Wien.Das Wiener Programm für Frauengesundheit veranstaltet im Herbst eine interdisziplinäre Fachkonferenz, die sich mit vorherrschenden negativen Altersstereotypen und Rollenklischees sowie deren Auswirkungen auf die Gesundheit von Frauen auseinandersetzt.

Frauen werden schon in jungen Jahren von der Gesellschaft „alt gemacht“. Die Abwertung von Frauen hat historische Wurzeln. Vorurteile und Diskriminierung aufgrund des Alters, sogenannte Ageismen, haben eine lange „Tradition“.

Älterwerden gehört zum Leben und trifft beide Geschlechter gleichermaßen. Dennoch werden Frauen viel stärker als Männer nach ihrem Äußeren beurteilt. Sie erleben das Älterwerden nicht gleichberechtigt und werden folglich mit negativen Stereotypen stärker und früher konfrontiert. Es werden andere Maßstäbe angelegt. Falten oder ergrautes Haar gilt bei Männern beispielsweise als attraktiv, für Frauen bedeuten sie den Verlust der Jugendlichkeit.

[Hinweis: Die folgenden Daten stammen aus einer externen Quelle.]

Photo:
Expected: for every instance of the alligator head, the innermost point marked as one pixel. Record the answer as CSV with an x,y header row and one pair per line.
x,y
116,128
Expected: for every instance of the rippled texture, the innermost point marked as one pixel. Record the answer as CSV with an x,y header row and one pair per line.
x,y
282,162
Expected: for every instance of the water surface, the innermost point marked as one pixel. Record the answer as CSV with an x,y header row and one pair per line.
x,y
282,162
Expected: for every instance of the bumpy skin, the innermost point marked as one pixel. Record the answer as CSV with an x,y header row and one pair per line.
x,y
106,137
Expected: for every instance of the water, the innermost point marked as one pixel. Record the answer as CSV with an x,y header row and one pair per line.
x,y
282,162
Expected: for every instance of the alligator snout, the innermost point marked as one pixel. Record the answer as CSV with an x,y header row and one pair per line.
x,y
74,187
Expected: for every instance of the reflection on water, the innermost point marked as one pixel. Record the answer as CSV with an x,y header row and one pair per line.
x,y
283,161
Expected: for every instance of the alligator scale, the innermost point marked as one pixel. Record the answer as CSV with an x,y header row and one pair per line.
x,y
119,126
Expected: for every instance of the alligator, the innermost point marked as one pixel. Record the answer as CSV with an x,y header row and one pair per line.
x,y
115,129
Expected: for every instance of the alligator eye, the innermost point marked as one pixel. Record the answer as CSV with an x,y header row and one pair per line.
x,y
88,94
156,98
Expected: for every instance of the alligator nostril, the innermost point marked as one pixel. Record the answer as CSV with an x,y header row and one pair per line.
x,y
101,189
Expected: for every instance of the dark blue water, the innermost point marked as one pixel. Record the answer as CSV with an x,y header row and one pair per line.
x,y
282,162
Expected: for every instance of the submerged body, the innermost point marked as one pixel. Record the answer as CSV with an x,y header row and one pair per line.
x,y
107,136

Die weiblichen Aspekte des Alter(n)s stehen im Mittelpunkt der kommenden Fachkonferenz des Wiener Programms für Frauengesundheit: Internationale und nationale Expertinnen und Experten wie die Psychologin Joan Chrisler (USA), der Sozialwissenschafter Klaus Schröter (CH), die Alternswissenschafterin Roberta Maierhofer, der Psychiater und Neurologe Michael Musalek und die Sozialforscherin Beate Großegger versprechen einen spannenden Diskurs zu den verschiedenen Facetten vom Älterwerden und vom Alter: Altersbilder, Diskriminierung im Alter, Stereotype, „Unsichtbarkeit“, die Vielfalt des Alters sowie deren Auswirkungen auf die Gesundheit von Frauen werden erörtert. Dabei werden gesellschaftliche und für das Gesundheitswesen relevante Blickwinkel aufgezeigt.